- A Forbes consultou redes hoteleiras de luxo para entender o papel central dos concierges no setor, destacando pedidos inusitados e o valor do toque humano.
- O concierge é visto como anfitrião e espinha dorsal do hotel, com preparação que pode chegar a doze meses antes da estadia, e foco no nome do hóspede, não apenas nos números.
- Missões surpreendentes incluem levar uma caixa de presente para o lançamento de uma unidade em São Paulo, conseguir uma edição de revista britânica em Londres e trazer uma calça de Los Angeles para um show.
- A discrição é fundamental: informações de hóspedes não são reveladas e termos de confidencialidade são assinados; quebra de sigilo pode levar à demissão.
- A inteligência artificial é aliada em tarefas específicas, mas o concierge mantém vantagem competitiva pela leitura de desejos, relacionamento com restaurantes e atrações, além de lidar com limites legais e humanos.
O texto reescrito aborda como os concierges de hotéis de luxo atuam para transformar pedidos incomuns em serviços reais. A reportagem analisa o papel central desses profissionais no mercado de hospitalidade, destacando a relação entre humanidade, tecnologia e experiência do cliente.
Em entrevista à Forbes, o Chefe Concierge do Copacabana Palace, Anderson Azevedo, explica que o concierge funciona como o rosto do hotel, conectando hóspedes a uma rede de serviços. A função vai além de atender recados: envolve planejamento, discrição e uma leitura apurada das necessidades do visitante.
A Forbes consultou redes de luxo como Copacabana Palace, Four Seasons Orlando, Unique, Rosewood, Fasano, Awasi e Singita para entender o dia a dia desses profissionais. O objetivo é mapear como a atuação individual se integra a padrões globais de atendimento.
O anfitrião do hotel
Especialistas ressaltam que a formação é prática, com a adesão à Les Clefs D’Or exigindo ao menos cinco anos de experiência no front office. O concierge é visto como o anfitrião que coordena a entrega de serviços, desde recepção até reservas e atendimento personalizado.
No Four Seasons Orlando, a preparação pode ocorrer com até 12 meses de antecedência, segundo a Chefe Concierge Sandra Ferrarese e o Guest Service Ambassador Dener Barbosa. O foco está no conhecimento sobre as preferências de cada hóspede, não apenas em números de quarto.
O trabalho de bastidores envolve coleta de dados, ideias de roteiros e possibilidades de atendimento a pedidos especiais. Em entrevistas, profissionais destacam que manter o vínculo com a cidade é parte essencial do serviço, refletindo a origem da associação Les Clefs D’Or.

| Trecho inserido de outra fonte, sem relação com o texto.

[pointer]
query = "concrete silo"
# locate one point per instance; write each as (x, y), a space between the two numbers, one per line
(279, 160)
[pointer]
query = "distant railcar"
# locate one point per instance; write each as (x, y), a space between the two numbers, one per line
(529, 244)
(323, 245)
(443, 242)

Missões impossíveis: exemplos reais
Casos de pedidos desafiadores ilustram a criatividade da categoria. Um diretor de agência de publicidade solicitou, com menos de 24 horas, uma caixa de presentes inédita para inauguração de uma unidade em São Paulo, com laço e peso específicos. A solução envolveu a união de equipes de concierge para atender ao desejo.
Outra situação envolveu a aquisição de uma revista britânica para uma cliente de destaque, resolvida graças à cooperação entre equipes da rede internacional. Em uma demanda de Los Angeles, foi preciso organizar o envio de uma calça específica para um show, com uso de um jatinho para viabilizar a entrega a tempo.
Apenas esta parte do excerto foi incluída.